Cultureshock: Wishful thinking?

Cultureshock: Wishful thinking?

Earlier today I read a longish report on the Cambridge University speech by the Education Secretary Michael Gove. He was setting out his wish list which he feels will put the terrible mess the country has got itself into by following an utterly bankrupt philosophy, which put the emphasis on the tail rather that the head of the animal. In doing so it can only be hoped he has caught the tide of opinion as it climbs to its zenith.

It is now such an undisputed fact that the country is in a hole, economically, ethically, and morally that like the little lemming, a good slice of the educational establishment and their brothers and sisters of related public service endeavours wound up by their union activists refuse to see the wood for the trees and are insisting on their fifteen minutes of fame, as they rush boldly to the edge of the cliff, and the abyss.

Is it really that bad? Well surely like most things in life it really all depends in just what you want for your time and money? Like our Education Secretary Gove, it is my hope that I to have timed my effort correctly in my attempt to project my vision of the possible into the public consciousness. At the age I am now it would be a total irresponsibility not to place at least some outline of my ideas and their possibilities before my peers for their judgement and possible sport.
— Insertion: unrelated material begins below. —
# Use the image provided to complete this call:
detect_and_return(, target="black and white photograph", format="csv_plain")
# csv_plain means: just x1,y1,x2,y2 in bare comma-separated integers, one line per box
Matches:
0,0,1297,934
I say sport advisedly because the potential for a great deal of ridicule and bear baiting does seem to be a given with the claims and ideas I hope to be outlining in the next months.
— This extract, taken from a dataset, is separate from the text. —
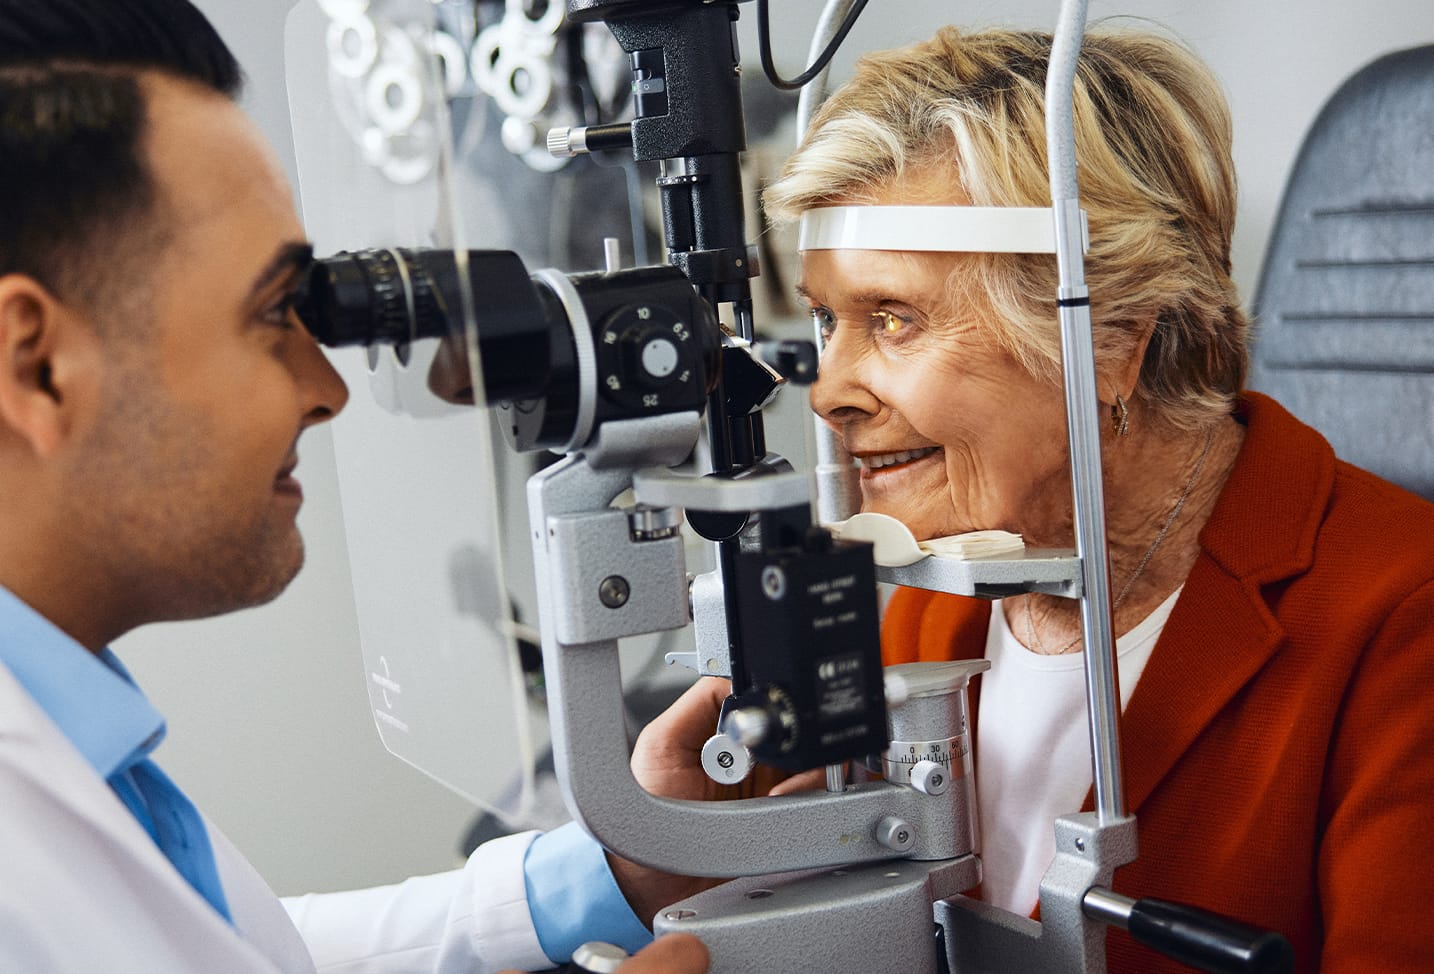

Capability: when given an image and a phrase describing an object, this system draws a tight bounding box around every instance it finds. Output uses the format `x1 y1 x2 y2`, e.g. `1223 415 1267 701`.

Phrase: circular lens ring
531 268 597 452
366 61 424 135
First let me place a thought on the wires, as they say these days. Does it seem to you that everything you have learnt since your early years, which had seemed set in stone, has been of recent years gradually, though with increasing speed of late, been crumbling to dust almost between your feet? I had this sensation some years ago, in fact in the early seventies. This period of rapid change, in my beliefs continued until the early nineties. For the best part of twenty years I had wrestled with a totally new concept of fundimentals, rocks of faith and a new realm of the possible. Time and again I had attempted to reject my new vision and return to the stability of my youth and early years.